Moskau meldet einen Etappensieg

Russlands Luftwaffe soll in Dagestan Ordnung herbeibomben. Die Armee ist genauso wenig vorbereitet wie auf den Tschetschenienkrieg. Derweil rüstet Volksheld Bassajew zur nächsten Attacke  ■   Aus Moskau Klaus-Helge Donath

„In anderthalb, spätestens aber zwei Wochen“ sei die Krise in Dagestan gelöst, versprach Russlands amtierender Premier Wladimir Putin siegesgewiss Kremlchef Boris Jelzin. Schon einmal hatte ein russischer Verteidigungsminister dem Präsidenten die Lösung eines Problems binnen weniger Stunden verheißen. Damals wurden knapp zwei Jahre daraus, und die Lösung entsprach einer schmachvollen Niederlage an allen Fronten: Moskaus tschetschenisches Abenteuer von 94 bis 96. Hat Russland etwas aus dem kaukasischen Debakel gelernt?

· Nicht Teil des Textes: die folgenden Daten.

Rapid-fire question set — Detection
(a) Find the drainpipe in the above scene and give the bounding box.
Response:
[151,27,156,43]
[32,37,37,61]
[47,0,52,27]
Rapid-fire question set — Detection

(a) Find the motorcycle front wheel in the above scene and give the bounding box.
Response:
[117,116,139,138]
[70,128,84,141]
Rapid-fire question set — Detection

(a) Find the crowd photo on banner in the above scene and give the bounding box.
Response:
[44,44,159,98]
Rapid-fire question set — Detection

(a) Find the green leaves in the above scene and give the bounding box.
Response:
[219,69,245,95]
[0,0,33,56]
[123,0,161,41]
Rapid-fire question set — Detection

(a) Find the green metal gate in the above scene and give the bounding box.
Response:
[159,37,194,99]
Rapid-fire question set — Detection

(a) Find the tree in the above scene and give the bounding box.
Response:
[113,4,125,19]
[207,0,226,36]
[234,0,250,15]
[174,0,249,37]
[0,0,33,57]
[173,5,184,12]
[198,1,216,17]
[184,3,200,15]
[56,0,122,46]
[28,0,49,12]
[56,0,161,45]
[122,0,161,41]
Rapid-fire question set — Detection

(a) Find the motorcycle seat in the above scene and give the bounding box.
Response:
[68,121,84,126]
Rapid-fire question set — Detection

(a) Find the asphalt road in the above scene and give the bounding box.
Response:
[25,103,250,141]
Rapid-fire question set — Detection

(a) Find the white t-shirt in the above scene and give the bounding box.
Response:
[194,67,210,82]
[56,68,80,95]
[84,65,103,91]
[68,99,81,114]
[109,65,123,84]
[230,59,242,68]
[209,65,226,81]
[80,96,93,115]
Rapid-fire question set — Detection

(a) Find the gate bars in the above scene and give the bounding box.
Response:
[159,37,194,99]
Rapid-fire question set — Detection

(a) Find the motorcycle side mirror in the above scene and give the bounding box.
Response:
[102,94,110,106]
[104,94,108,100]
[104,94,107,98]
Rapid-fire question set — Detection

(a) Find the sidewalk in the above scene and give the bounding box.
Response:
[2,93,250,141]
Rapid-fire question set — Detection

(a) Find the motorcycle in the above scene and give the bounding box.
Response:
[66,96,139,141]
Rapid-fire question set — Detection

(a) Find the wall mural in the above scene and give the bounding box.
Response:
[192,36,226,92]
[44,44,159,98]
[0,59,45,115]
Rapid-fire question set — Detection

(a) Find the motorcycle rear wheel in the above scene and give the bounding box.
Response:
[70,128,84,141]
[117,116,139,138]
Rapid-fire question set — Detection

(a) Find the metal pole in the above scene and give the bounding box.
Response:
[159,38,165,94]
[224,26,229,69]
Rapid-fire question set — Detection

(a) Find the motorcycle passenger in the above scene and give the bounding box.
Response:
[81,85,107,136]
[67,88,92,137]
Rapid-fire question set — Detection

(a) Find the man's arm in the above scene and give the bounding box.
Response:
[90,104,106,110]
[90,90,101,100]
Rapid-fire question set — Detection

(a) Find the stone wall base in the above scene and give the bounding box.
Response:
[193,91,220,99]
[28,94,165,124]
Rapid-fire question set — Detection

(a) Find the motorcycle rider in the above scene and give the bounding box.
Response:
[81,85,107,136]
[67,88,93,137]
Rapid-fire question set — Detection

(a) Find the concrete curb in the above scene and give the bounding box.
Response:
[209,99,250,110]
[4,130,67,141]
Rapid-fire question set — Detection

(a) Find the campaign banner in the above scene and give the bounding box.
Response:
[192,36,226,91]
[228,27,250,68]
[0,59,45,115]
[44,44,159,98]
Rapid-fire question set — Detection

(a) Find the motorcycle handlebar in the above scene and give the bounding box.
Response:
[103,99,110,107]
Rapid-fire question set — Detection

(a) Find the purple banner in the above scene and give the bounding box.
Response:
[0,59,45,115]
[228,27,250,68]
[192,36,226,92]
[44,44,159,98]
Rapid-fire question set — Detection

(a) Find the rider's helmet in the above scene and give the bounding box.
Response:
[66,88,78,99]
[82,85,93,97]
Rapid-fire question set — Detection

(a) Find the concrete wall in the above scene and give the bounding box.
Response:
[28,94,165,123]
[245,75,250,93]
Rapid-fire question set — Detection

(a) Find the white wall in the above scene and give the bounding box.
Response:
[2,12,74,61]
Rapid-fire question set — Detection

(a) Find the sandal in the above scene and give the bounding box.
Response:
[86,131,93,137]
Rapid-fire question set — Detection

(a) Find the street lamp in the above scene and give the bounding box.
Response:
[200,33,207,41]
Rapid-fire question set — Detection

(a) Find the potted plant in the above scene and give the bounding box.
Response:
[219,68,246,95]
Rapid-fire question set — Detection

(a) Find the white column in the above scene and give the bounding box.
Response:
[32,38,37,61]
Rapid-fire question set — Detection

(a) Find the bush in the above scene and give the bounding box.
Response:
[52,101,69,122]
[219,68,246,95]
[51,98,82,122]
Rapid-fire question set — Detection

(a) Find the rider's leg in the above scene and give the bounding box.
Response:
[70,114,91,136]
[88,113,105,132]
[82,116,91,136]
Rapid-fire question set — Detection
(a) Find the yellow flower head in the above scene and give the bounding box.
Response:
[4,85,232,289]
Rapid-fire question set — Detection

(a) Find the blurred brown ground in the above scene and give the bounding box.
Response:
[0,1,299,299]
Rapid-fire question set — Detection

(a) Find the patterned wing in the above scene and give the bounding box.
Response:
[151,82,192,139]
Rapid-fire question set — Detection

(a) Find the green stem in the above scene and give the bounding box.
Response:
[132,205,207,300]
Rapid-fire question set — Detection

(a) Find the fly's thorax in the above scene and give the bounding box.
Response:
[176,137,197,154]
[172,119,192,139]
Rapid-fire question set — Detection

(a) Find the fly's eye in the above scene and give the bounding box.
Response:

Das Szenario in Dagestan erinnert fatal an die Desorganisation und Ratlosigkeit der russischen Armeeführung in Tschetschenien. In den ersten Tagen des bewaffneten Konfliktes hatten die Streitkräfte alle Hände voll zu tun, tödliche Irrtümer als gewöhnliche Gefechtsverluste hinzustellen. Wenn die Armeeführung indes etwas gelernt hat, dann aus der aseptischen Kriegsberichterstattung der Nato im Kosovo. Russlands Fernsehzuschauer werden täglich mit Statistiken über Aufklärungs- und Kampfeinsätze der Luftwaffe versorgt. Der Haken: Der Krieg findet am Boden statt, in einer schwer zugänglichen Gebirgsregion.

Nach den Erfahrungen in Tschetschenien hat es die russische Armeeführung versäumt, Spezialeinheiten auf den Kampf im Gebirge vorzubereiten. Die Rebellen um den jordanischen Warlord Chattab und Tschetscheniens Helden Schamil Bassajew sind in den letzten beiden Jahren gezielt vorbereitet worden: „Heute treffen sie wieder aufeinander. Die gut ausgebildeten, höchst mobilen, in Tschetschenien trainierten Kämpfer und der von Russen geführte bewaffnete Mob“, meinte der Moskauer Militärbeobachter Pawel Felgenhauer kritisch.

Daher stützt sich die Armee vornehmlich auf den Einsatz der Luftstreitkräfte. Das kaukasische Hauptmassiv einzuebnen dürfte aber viel schwieriger sein, als die Wohnviertel Grosnys vom Erdboden zu tilgen. Gestern meldeten russische Quellen, die Rebellen der islamistischen Sekte der Wachhabiten hätten nach Kämpfen mit russischen Einheiten 200 Mann verloren. An eigenen Verlusten gab die Armee 10 Gefallene und 29 Verletzte an. Die Tschetschenen dementierten: 5 Guerilleros seien getötet und 15 verletzt worden. Um die eigenen Angaben zu untermauern, verbreitete das Hauptquartier der föderalen Streitkräfte in Dagestan den angeblichen Wortlaut eines Funkspruches Bassajews, der verzweifelt Verstärkung anfordert und hohe Verluste eingesteht.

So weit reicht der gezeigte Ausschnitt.